According to reports, Elvira was told that medication had to come directly from Kaiser. She said email copies of the prescription information seemed to go into the spam folder and were never received. She was told to fax the information on Nov. 16, 2021, but her brother had already died the day before.
“Ya’ll didn’t give him his medicine,” Maurice’s sister, Tiffany Monk, said at the time of his death.
That same year, Terry Gordon was detained at Santa Rita and was taking medication for a neck and spine operation. The jail nurse gave him the wrong medicine and tried to cover It up, the lawsuit alleges. Gordon dealt with adverse side effects because of the error.
Medical staff last year also noticed a discharge from Juan Jesus Chaidez’s colostomy bag on his abdomen. Still, they left it untreated and noted that he had a normal discharge with no infection. However, Chaidez suffered a colitis infection inside his colon and pelvis.
Chaidez, Gordon and Monk are just a few cases of medical neglect reported in the county jail.
In 2017, Peter Cole told medical staff he had three abscessed teeth, but his requests for treatment were ignored. Cole’s face was swollen and infected for at least a month and a half until medical care was finally rendered, court documents show. He suffered permanent disfiguration in his face, jaw and gums as a result.
Even more, the lawsuit alleges that the jail has a practice of putting patients with mental illnesses in isolation cells to segregate them simply because of their conditions. Monk was placed in a solitary confinement cell during his time at the Santa Rita, which his attorneys believe could have exacerbated his illness along with not being provided medicine to treat his schizophrenia. He was supposed to receive his next injection of Halido on November 9, 2021, the lawsuit says.
“By Jail policy, prisoners can be confined for up to 72 hours in these cells. Yet it is customary for prisoners to be forced to stay in such cells for a week or more at a time,” the lawsuit says.
Conditions in solitary confinement are so bad, the lawsuit alleges, that “prisoners have stopped reporting suicidal feelings to staff in order to avoid being thrown into safety cells.”

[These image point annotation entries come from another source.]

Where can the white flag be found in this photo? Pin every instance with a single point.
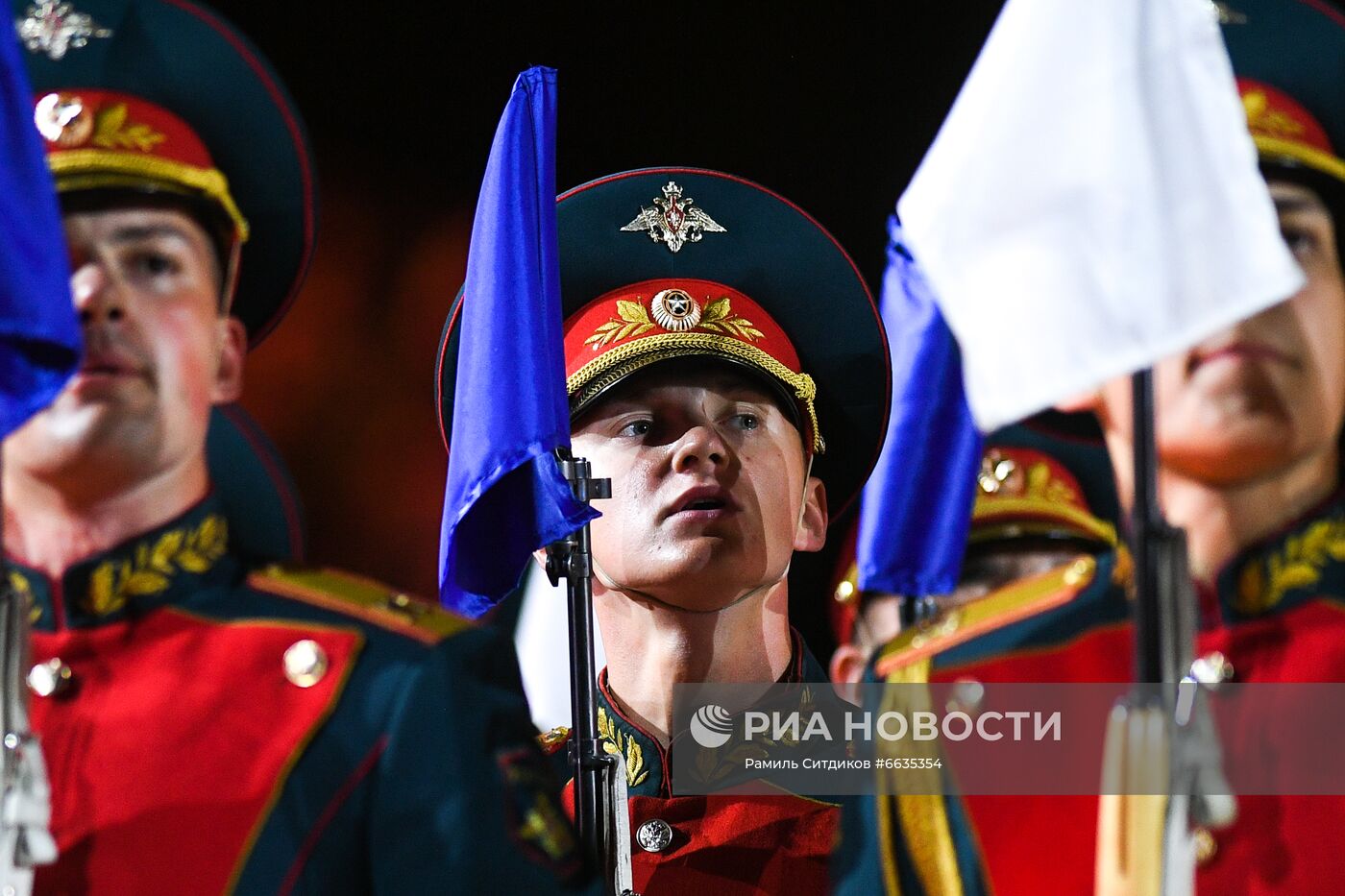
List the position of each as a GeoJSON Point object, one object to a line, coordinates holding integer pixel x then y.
{"type": "Point", "coordinates": [1092, 201]}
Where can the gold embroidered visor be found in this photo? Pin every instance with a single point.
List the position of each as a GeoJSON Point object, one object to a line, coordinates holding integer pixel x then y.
{"type": "Point", "coordinates": [100, 138]}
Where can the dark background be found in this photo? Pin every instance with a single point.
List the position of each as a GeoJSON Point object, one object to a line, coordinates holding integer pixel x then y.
{"type": "Point", "coordinates": [830, 108]}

In 2018, eight detainees filed a lawsuit against Alameda County for the unconstitutional use of isolation cells on inmates with mental issues. The isolation cells were “found to be caked in feces and urine with no furniture or toilet, and denial of even minimal access to psychiatric treatment and medication.”
Nia’Amore’s lawsuit alleges that she and her father suffered “injuries, emotional distress, fear, terror, anxiety, and loss of sense of security, dignity, and pride as United States Citizens” because of the jail’s actions. She is suing for damages for her father’s death, hospital and medical, funeral and burial expenses and coroner’s fees. She also wants the county to compensate her for the loss of familial relationships, her and her father’s pain and suffering, violating his constitutional rights and her attorney fees.
Wellpath, the company behind medical care at the Santa Rita jail, has a history of legal troubles. The billion-dollar medical company has contracts in jails and prisons in 34 states. More than 1,400 lawsuits have been filed against WellPath and Correct Care Solutions, reports show.
Alice Penman, the widow of a man who died in Kentucky State Penitentiary, received a settlement from Correct Care Solutions in January after she filed a wrongful death suit. Penman complained that the prison’s medical staff ignored her husband’s mental illness and instead subjected him to physical torture during a mental episode that led to his death.